ByteKeyRange keyRange = ...;
p.apply("read",
BigtableIO.read()
.withBigtableOptions(optionsBuilder)
.withTableId("table")
.withKeyRange(keyRange));
// Scan a subset of rows that match the specified row filter.
p.apply("filtered read",
BigtableIO.read()
.withBigtableOptions(optionsBuilder)
.withTableId("table")
.withRowFilter(filter));
The Bigtable sink executes a set of row mutations on a single table. It takes as input a
PCollection<KV<ByteString, Iterable<Mutation>>>
, where the
ByteString
is the key of the row being mutated, and each Mutation
represents an
idempotent transformation to that row.
To configure a Cloud Bigtable sink, you must supply a table id and a BigtableOptions
or builder configured with the project and other information necessary to identify the
Bigtable instance, for example:
BigtableOptions.Builder optionsBuilder =
new BigtableOptions.Builder()
.setProjectId("project")
.setInstanceId("instance");
PCollection<KV<ByteString, Iterable<Mutation>>> data = ...;
data.apply("write",
BigtableIO.write()
.withBigtableOptions(optionsBuilder)
.withTableId("table"));
In order to use local emulator for Bigtable you should use:
BigtableOptions.Builder optionsBuilder =
new BigtableOptions.Builder()
.setProjectId("project")
.setInstanceId("instance")
.setUsePlaintextNegotiation(true)
.setCredentialOptions(CredentialOptions.nullCredential())
.setDataHost("127.0.0.1") // network interface where Bigtable emulator is bound
.setInstanceAdminHost("127.0.0.1")
.setTableAdminHost("127.0.0.1")
.setPort(LOCAL_EMULATOR_PORT))
PCollection<KV<ByteString, Iterable<Mutation>>> data = ...;
data.apply("write",
BigtableIO.write()
.withBigtableOptions(optionsBuilder)
.withTableId("table");
This connector for Cloud Bigtable is considered experimental and may break or receive backwards-incompatible changes in future versions of the Apache Beam SDK. Cloud Bigtable is in Beta, and thus it may introduce breaking changes in future revisions of its service or APIs.

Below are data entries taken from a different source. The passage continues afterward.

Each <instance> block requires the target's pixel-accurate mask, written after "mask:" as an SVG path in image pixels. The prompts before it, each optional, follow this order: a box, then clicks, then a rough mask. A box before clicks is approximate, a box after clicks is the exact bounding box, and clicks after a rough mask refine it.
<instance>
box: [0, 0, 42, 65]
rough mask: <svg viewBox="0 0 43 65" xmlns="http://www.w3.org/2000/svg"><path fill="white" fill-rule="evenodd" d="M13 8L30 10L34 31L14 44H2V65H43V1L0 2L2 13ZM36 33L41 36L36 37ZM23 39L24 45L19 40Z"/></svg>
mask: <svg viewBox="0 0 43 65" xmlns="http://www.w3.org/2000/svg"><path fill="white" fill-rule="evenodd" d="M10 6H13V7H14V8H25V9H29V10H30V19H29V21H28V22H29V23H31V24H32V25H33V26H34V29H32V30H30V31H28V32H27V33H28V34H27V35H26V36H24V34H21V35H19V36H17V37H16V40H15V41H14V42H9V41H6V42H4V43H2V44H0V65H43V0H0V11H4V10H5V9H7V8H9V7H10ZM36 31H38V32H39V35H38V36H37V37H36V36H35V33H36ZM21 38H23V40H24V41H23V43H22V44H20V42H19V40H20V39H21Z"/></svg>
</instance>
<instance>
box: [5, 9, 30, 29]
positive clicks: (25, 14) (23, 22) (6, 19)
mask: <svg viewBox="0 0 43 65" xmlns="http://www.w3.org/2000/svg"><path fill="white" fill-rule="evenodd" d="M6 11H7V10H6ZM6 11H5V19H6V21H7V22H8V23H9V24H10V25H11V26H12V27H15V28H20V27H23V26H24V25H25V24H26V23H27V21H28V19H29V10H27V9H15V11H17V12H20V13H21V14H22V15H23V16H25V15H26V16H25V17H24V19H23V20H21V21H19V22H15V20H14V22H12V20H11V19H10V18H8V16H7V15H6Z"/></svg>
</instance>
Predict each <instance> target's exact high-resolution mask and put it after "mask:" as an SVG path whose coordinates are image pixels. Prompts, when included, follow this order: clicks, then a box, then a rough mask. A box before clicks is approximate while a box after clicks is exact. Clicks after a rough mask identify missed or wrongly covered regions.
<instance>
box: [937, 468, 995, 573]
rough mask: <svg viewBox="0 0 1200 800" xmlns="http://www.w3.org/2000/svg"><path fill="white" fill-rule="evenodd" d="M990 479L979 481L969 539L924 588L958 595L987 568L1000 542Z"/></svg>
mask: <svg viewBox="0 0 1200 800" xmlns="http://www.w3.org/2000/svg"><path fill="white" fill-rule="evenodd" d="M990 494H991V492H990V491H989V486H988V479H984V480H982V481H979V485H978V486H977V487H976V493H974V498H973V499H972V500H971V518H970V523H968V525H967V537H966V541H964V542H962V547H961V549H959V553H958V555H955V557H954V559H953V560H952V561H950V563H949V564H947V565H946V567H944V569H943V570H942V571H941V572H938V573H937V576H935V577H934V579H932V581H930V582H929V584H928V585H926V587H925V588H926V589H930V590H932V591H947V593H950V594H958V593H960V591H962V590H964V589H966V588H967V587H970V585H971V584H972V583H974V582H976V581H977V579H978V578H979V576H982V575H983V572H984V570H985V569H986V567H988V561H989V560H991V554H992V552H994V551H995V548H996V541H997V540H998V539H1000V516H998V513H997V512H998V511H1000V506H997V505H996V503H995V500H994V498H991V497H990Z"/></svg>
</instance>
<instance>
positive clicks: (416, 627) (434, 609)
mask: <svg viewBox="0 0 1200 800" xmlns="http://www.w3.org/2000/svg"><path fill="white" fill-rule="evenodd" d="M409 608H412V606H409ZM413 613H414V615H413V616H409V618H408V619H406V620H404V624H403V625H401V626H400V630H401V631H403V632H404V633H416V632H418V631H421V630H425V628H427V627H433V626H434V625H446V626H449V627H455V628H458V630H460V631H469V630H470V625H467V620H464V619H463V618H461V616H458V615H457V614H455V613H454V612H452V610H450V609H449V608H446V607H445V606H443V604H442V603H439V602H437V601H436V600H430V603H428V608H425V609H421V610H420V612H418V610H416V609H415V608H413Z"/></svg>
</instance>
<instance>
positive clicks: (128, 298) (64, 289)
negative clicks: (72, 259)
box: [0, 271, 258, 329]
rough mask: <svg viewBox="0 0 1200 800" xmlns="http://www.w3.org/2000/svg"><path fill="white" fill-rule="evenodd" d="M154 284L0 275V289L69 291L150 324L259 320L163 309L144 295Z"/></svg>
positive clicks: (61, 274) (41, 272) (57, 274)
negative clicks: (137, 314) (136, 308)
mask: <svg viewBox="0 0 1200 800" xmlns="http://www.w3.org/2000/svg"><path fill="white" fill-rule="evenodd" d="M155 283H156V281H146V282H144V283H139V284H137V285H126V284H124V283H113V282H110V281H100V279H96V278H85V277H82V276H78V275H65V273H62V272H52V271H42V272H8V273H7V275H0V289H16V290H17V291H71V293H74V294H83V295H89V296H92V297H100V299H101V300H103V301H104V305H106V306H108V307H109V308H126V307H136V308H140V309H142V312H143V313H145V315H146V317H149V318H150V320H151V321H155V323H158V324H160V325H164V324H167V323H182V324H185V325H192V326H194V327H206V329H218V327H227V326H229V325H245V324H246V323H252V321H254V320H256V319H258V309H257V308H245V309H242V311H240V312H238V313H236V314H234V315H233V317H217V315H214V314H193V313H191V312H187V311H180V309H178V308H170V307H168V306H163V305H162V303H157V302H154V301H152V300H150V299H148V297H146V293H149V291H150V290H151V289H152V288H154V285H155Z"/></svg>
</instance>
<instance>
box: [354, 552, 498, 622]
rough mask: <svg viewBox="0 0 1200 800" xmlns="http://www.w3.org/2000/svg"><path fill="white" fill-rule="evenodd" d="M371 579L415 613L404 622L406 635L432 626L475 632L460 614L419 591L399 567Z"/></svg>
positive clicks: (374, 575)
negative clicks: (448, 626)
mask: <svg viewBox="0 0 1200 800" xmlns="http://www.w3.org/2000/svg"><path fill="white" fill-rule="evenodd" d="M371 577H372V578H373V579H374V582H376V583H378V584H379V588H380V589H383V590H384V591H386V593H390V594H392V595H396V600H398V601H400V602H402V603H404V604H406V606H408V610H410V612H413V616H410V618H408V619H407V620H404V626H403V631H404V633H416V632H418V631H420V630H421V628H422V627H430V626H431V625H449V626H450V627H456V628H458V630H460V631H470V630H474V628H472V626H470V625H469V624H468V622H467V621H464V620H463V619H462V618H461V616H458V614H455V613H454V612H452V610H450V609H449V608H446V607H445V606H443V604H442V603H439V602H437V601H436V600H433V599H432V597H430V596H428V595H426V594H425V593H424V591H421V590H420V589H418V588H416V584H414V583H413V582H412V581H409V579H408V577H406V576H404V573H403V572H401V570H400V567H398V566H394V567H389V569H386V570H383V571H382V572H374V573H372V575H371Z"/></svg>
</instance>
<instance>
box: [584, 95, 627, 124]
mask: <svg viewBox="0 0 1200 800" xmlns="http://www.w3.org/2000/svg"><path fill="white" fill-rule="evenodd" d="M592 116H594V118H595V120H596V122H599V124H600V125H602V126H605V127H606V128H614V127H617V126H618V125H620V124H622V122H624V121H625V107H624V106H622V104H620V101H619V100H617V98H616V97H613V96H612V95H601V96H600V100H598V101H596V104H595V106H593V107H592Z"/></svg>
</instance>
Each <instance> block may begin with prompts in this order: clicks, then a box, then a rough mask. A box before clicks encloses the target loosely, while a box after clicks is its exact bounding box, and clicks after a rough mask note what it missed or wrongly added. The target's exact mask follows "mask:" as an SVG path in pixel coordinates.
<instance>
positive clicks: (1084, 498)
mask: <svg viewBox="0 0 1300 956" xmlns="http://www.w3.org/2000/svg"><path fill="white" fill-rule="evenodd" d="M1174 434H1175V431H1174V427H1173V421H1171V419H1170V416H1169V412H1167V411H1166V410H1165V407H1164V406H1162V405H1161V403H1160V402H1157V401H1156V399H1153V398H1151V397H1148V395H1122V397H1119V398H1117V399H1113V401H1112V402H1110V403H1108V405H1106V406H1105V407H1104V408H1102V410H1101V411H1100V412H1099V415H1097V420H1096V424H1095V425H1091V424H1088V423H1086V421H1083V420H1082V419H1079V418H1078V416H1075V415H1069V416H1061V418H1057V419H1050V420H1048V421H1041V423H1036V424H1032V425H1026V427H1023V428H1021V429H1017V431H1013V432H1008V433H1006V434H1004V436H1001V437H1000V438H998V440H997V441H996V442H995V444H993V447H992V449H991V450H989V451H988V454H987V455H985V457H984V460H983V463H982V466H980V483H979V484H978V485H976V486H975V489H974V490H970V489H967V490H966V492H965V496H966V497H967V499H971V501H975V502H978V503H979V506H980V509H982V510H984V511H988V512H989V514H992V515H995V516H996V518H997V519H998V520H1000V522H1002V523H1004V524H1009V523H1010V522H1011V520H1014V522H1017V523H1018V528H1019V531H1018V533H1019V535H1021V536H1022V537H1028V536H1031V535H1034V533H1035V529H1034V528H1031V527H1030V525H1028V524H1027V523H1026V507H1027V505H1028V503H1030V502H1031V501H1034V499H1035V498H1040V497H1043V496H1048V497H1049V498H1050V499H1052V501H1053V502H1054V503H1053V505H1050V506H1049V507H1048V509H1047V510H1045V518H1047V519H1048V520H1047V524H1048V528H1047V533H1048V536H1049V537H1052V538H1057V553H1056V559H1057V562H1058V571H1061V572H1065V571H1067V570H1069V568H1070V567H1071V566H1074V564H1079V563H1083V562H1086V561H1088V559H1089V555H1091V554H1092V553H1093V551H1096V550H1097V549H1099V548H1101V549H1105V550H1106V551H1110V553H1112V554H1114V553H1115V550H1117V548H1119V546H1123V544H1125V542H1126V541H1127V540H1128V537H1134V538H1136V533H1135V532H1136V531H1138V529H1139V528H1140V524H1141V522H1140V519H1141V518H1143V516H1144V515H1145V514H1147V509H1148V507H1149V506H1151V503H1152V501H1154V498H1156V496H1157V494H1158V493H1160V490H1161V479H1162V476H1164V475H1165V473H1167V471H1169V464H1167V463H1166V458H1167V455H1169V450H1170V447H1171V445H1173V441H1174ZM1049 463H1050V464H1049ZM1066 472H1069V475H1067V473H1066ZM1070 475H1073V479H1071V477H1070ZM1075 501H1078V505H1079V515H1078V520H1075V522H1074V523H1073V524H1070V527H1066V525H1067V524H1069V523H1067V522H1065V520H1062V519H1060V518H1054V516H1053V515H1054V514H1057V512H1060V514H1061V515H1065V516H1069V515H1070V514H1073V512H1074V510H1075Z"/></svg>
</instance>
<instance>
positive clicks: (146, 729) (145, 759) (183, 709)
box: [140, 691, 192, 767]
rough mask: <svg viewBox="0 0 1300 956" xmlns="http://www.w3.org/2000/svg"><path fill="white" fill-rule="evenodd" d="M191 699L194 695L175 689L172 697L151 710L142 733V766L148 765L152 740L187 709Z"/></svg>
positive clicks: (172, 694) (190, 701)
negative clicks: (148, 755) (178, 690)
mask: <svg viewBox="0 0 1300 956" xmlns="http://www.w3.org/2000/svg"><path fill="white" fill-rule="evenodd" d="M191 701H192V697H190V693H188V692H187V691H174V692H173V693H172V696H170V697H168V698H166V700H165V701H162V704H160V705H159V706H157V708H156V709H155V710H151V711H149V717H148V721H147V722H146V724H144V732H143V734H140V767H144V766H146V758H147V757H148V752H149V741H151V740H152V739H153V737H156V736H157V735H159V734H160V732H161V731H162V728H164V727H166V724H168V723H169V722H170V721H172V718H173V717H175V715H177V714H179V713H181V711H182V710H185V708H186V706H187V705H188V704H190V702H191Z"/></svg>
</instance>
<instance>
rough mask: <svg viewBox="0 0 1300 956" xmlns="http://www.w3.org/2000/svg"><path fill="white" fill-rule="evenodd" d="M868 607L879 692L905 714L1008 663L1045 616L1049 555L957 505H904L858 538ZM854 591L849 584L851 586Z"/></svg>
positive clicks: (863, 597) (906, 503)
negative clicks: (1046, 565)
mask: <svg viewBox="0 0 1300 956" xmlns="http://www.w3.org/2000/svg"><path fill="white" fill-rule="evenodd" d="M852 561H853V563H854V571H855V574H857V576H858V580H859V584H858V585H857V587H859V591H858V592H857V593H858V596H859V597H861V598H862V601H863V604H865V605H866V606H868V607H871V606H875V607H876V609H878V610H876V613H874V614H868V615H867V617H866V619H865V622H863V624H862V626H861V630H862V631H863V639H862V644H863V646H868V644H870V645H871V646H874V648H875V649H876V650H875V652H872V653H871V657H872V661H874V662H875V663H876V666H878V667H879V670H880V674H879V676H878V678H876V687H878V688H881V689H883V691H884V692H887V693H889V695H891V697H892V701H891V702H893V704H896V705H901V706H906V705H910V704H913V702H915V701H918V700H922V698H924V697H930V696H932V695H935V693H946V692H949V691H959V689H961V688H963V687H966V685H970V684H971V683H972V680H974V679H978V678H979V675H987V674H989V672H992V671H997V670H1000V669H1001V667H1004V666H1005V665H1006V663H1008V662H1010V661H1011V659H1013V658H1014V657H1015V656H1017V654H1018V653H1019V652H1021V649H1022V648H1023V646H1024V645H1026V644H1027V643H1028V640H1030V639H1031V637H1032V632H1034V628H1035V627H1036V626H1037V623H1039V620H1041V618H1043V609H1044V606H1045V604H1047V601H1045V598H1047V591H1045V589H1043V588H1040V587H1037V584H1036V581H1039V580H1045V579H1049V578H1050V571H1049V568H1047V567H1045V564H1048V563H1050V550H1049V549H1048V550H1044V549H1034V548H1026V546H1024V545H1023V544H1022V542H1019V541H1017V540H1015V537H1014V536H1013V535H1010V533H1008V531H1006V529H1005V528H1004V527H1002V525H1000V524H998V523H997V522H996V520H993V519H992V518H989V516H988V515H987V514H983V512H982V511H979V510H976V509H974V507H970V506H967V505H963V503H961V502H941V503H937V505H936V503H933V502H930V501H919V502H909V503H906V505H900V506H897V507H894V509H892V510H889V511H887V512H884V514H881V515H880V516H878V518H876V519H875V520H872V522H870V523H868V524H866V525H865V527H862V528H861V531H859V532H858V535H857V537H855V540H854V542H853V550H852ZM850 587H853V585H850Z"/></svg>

Permission requirements depend on the PipelineRunner
that is used to execute the
pipeline. Please refer to the documentation of corresponding
PipelineRunners
for more details.
Modifier and Type | Class and Description |
---|---|
static class |
BigtableIO.Read
A
PTransform that reads from Google Cloud Bigtable. |
static class |
BigtableIO.Write
A
PTransform that writes to Google Cloud Bigtable. |
Modifier and Type | Method and Description |
---|---|
static BigtableIO.Read |
read()
Creates an uninitialized
BigtableIO.Read . |
static BigtableIO.Write |
write()
Creates an uninitialized
BigtableIO.Write . |
@Experimental public static BigtableIO.Read read()
BigtableIO.Read
. Before use, the Read
must be
initialized with a
BigtableOptions
that specifies
the source Cloud Bigtable instance, and a tableId
that
specifies which table to read. A RowFilter
may also optionally be specified using
BigtableIO.Read.withRowFilter(com.google.bigtable.v2.RowFilter)
.@Experimental public static BigtableIO.Write write()
BigtableIO.Write
. Before use, the Write
must be
initialized with a
BigtableOptions
that specifies
the destination Cloud Bigtable instance, and a tableId
that specifies which table to write.